Viele! Wahnsinn! Ich erinnere mich an einen umtriebigen Künstler, der nie aufgehört hat, das Gewohnte in Frage zu stellen, auch sich selbst. Christoph war immer auf der Suche, in ihm steckte eine unglaubliche Energie, die er auch auf andere übertragen hat. Er war ein Visionär.

In Burkina Faso ein Opernhaus zu bauen, haben viele kritisiert.

Und zu Recht.

Also sind Sie erst einmal auf die Bedürfnisse der Bevölkerung eingegangen und haben eine Schule gebaut. Ein bisschen subversiv war das schon.

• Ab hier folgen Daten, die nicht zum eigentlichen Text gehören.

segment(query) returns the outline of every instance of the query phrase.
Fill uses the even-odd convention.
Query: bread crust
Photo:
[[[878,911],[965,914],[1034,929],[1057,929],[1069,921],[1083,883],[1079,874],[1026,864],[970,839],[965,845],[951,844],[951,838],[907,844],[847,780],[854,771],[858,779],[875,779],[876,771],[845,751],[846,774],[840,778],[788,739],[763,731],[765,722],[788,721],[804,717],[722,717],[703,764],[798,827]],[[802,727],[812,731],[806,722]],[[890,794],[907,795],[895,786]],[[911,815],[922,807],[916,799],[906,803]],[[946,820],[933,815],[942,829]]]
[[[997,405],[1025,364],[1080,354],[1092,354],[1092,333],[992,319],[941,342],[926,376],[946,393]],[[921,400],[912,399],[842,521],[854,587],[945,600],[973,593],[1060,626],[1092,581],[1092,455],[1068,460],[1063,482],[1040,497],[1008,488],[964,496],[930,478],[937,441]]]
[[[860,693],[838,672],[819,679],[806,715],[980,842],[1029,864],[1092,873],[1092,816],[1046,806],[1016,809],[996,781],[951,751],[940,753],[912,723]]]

Wohnanlage im Operndorf, Laongo. Burkina Faso, 2016. Foto: Daniel Schwartz / Gran Horizonte Media

Sagen Sie das aber nicht laut. Doch im Ernst, Christoph hat mir einmal gesagt, er teilt gerne und mag sich auch in die Arbeit anderer einbringen. Insofern war das ein Angebot zu einer ganz offenen Kooperation. Dass ein Opernhaus im europäischen Sinne nicht akzeptiert würde, war völlig klar. Wir hatten in Burkina niemals das Geld für so etwas. Für Christoph war aber der Prozess, das gemeinsame Entwickeln ganz entscheidend. Er sah in meiner Arbeit eine soziale Plastik, weil alle eingebunden waren, und das fand er gut.

Was passiert zurzeit?

Es werden Künstlerhäuser gebaut. Wir wollen, dass Künstler zu uns kommen und dort leben. Lehrer wohnen schon vor Ort, es gibt eine Krankenstation, die Schule platzt bereits aus allen Nähten, also werden wir sie erweitern. Sie sehen, es hört nicht auf.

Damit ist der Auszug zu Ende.